Bohemians are doubling down on establishing a local connection and the results are paying off with attendances up by 22% from last year.

The club bring in local artists to paint murals. They bring in local bands to play music in their club bar. They import local beer, with ‘Bohemians Red Ale’ specifically brewed and branded by the Porterhouse Brewery for the club. They work with local advertisers. Their players offer their time to help out at local schools, and indeed, the local prison.

And, as you may have guessed, they appeal to the local football fan.

This is a football club based in north Dublin, but ideally, this is what every club in the League of Ireland should look like.

Last year former Sunderland and Ireland striker Stephen Elliott, who was playing for Drogheda United at the time, went on Newstalk’s Off The Ball and spoke about how the FAI needed to do a better job of marketing their players and that they needed to foster a ‘celebrity’ image around the league’s stars.

Kavanagh’s goal in the Dublin Derby last week was scored just a matter of hours after he completed a 7-4 shift as an electrician.

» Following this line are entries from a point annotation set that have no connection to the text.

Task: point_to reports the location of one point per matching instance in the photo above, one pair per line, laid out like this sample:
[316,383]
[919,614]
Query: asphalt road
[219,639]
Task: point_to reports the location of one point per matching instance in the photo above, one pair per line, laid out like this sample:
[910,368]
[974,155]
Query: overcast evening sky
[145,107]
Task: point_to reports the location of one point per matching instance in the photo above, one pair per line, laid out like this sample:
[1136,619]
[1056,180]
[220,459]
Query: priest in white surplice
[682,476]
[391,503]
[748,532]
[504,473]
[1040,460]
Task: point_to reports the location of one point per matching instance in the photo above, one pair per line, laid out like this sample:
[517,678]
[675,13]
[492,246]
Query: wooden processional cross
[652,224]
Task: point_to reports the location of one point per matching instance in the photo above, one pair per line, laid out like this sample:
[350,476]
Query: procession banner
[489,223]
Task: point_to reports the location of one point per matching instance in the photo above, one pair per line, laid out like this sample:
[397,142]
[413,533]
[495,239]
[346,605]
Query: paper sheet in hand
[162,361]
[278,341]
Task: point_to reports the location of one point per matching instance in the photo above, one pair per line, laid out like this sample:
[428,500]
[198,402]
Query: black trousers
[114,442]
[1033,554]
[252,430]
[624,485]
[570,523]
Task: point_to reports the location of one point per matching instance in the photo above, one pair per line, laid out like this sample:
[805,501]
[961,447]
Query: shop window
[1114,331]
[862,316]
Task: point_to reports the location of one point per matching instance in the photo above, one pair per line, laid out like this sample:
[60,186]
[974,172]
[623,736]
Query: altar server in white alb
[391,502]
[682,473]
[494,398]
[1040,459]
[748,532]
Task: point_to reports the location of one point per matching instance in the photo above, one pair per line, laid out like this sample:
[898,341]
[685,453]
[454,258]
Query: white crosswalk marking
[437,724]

He’s a sparkie, not a celebrity.

Why market Seanie Maguire, Daryl Horgan, Richie Towell, Andy Boyle and countless others just to watch them bolt to England as soon as they show the first sign of promise?

Bohemians have learned from their mistakes in the past and they are looking to create a more colourful future with the knowledge that while their supporters may know that Sergio Aguero is a better striker than Dinny Corcoran, they also know that they can identify with Corcoran, Kavanagh, Supple and Brennan on the pitch, and with what the club is trying to achieve in their community off the pitch.

Bohemians is a part-time club with a much better appreciation of the bigger picture. A vision with a lot of colour.